I found managed-doom, a pure C# port of the original DOOM engine. Managed .NET assemblies can be loaded from raw bytes in memory, so no files need to exist on the filesystem. In theory, this meant I could fetch the game’s compiled code from DNS and execute it without ever touching the disk.

(In theory.)

Claude Did This Part Because I don’t know C#

managed-doom needed some patching before it could run from memory. It expected to read game data from disk using file paths (C:\Path\to\Game.dll), so that had to be changed to accept a memory stream instead. It compiled as a native executable, which can’t be loaded via reflection, so that had to change. Its windowing library was also a native DLL, which must exist as a file on disk for Windows to load it, so that had to be ripped out entirely and replaced with direct Win32 API calls.

I worked on a majority of this piece with Claude, going back and forth on the tricky parts (all of it.) The result is a set of pure managed .NET assemblies that can run DOOM from a MemoryStream with zero native dependencies. The gory details are in the repo.

I also decided to completely cut the audio to save on the amount of DNS records needed. So, unfortunately, DOOM runs silent, but I don’t think the demons mind.

Creating the Records

With compression, DOOM fits comfortably in a single CloudFlare Pro DNS zone. The WAD file drops from 4MB to 1.7MB, the DLL bundle goes from 4.4MB to 1.2MB. In total, it required about 1,966 TXT records on a single DNS zone. The upload took about 15 minutes using the CloudFlare API.

The player script is about 250 lines of standalone PowerShell. It resolves all ~2,000 DNS queries in 10 to 20 seconds, reassembles everything in memory, loads the assemblies via reflection, and launches the game with nothing written to disk.

I chose to spend $20/month on a CloudFlare Pro domain for this project because I abuse their free tier for my cursed computing projects enough already, and I really didn’t want to buy 10 domains to do it the other way.

DOOM Over DNS

And it works. DOOM is stored, launched, and running from DNS records.

As I mentioned above, DNS is incredibly boring, so this is difficult to illustrate in a flashy, exciting, sexy hacker way. Here’s a sample of a couple of the records. Keep in mind there are about 2,000 of these created to run DOOM.

The metadata records look like this. The player script reads from these to know how many records to loop through for reassembly, the hash value to check against for corruption, and any additional zones (domains) that might be present.

No files are written disk as part of the player script, nothing is installed, and no additional dependencies are required. All it took was about 2,000 TXT records and a 250-line PowerShell script that knows how to put them back together with Resolve-DNSName and some vibes.

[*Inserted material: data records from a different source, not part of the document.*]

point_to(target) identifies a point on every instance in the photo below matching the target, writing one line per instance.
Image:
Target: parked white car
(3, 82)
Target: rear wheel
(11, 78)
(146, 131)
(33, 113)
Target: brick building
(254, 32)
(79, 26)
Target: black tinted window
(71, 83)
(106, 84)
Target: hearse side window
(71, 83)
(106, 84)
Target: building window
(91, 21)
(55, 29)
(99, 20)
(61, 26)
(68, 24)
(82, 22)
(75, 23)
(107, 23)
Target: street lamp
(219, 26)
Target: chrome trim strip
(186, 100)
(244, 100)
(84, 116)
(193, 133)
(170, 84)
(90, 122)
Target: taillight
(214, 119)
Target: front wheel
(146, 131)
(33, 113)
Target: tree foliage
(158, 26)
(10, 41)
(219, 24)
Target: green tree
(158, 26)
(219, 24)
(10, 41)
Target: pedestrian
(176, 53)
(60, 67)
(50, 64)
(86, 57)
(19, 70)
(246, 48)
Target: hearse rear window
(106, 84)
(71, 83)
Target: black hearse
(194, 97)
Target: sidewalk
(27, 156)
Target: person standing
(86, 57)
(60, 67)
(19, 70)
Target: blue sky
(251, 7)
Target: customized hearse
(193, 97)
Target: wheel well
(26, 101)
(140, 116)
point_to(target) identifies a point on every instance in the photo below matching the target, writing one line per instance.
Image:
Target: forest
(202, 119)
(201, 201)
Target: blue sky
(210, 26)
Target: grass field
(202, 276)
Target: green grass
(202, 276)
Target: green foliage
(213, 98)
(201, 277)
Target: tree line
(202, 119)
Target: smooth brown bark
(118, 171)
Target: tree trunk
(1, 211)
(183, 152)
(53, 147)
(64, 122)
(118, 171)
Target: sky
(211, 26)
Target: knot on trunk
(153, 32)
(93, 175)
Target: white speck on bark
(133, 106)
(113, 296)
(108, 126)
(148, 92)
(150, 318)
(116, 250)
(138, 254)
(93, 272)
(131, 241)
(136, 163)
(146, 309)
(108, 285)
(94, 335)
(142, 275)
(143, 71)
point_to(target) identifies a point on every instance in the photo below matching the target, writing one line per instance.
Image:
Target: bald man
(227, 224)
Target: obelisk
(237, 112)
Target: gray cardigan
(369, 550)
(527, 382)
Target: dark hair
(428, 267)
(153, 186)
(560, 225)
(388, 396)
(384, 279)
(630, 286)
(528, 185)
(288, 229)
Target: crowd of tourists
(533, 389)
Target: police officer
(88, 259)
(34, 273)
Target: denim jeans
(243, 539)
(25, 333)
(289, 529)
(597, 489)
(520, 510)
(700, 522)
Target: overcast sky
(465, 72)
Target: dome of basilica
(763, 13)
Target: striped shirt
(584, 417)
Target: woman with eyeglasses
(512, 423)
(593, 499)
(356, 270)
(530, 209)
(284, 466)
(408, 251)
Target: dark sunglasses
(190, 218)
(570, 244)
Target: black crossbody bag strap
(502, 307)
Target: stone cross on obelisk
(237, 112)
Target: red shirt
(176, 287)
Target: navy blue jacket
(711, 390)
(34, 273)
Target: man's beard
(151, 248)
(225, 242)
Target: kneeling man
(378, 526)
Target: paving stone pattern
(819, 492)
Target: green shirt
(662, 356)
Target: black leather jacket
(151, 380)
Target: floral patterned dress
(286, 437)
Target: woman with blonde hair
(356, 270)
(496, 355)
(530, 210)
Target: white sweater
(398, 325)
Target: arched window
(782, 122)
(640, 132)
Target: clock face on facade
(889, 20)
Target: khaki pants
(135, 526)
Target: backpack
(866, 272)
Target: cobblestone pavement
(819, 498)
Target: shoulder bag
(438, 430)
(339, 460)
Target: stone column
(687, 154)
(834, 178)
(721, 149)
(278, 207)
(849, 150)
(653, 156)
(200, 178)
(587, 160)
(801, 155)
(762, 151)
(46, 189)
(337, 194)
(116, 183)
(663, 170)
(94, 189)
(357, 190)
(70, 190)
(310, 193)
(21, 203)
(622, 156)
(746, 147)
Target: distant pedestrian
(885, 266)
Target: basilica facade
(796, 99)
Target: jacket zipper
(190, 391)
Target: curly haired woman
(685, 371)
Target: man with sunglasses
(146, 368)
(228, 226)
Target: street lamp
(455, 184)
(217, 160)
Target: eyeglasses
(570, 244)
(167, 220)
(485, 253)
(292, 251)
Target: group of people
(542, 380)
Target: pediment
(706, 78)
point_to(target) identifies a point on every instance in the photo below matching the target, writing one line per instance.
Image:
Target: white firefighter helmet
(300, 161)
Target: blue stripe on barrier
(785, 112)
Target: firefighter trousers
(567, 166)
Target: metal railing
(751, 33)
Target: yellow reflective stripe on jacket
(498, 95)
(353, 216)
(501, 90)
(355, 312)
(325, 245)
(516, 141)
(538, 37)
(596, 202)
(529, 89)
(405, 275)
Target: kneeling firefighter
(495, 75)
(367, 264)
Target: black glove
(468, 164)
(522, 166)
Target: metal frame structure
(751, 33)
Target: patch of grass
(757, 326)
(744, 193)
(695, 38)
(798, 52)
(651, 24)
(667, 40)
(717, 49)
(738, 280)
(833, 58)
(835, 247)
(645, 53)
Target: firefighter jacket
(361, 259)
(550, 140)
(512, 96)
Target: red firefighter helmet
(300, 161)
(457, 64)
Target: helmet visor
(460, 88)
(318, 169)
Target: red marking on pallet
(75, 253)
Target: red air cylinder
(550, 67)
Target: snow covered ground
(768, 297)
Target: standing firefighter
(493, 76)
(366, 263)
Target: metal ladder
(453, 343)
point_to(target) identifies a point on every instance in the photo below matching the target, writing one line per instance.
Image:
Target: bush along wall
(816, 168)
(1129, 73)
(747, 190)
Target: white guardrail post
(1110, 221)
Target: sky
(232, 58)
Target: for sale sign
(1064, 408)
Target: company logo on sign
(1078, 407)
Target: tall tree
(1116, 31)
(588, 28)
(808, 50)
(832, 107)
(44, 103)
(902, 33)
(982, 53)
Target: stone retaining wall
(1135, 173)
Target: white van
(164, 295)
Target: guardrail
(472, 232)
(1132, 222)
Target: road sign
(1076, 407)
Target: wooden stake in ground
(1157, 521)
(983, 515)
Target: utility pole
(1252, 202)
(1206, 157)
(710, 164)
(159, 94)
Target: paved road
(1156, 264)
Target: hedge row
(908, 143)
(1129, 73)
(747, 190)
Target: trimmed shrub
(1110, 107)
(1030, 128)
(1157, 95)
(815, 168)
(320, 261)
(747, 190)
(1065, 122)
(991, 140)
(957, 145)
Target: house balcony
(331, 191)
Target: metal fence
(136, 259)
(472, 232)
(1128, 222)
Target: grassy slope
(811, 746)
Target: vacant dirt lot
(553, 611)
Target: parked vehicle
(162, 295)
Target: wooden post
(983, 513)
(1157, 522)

omg I love DNS. DNS is my life.

DNS is almost 45 years old and it was designed to map hostnames to IP addresses. It is not a file storage system. It was not designed to be a file storage system. Nobody at the IETF was thinking about it being used as a file storage system when they wrote RFC 1035.

Yet here we are. The most boring protocol on the internet is also, quietly, one of the most abusable.

I described this project to my mother as such: It’s like taking a phone book and playing the 1986 academy award winning action film Top Gun starring Tom Cruise as a flip-book animation out of the phone numbers on every page.

The full source for this project is available on GitHub.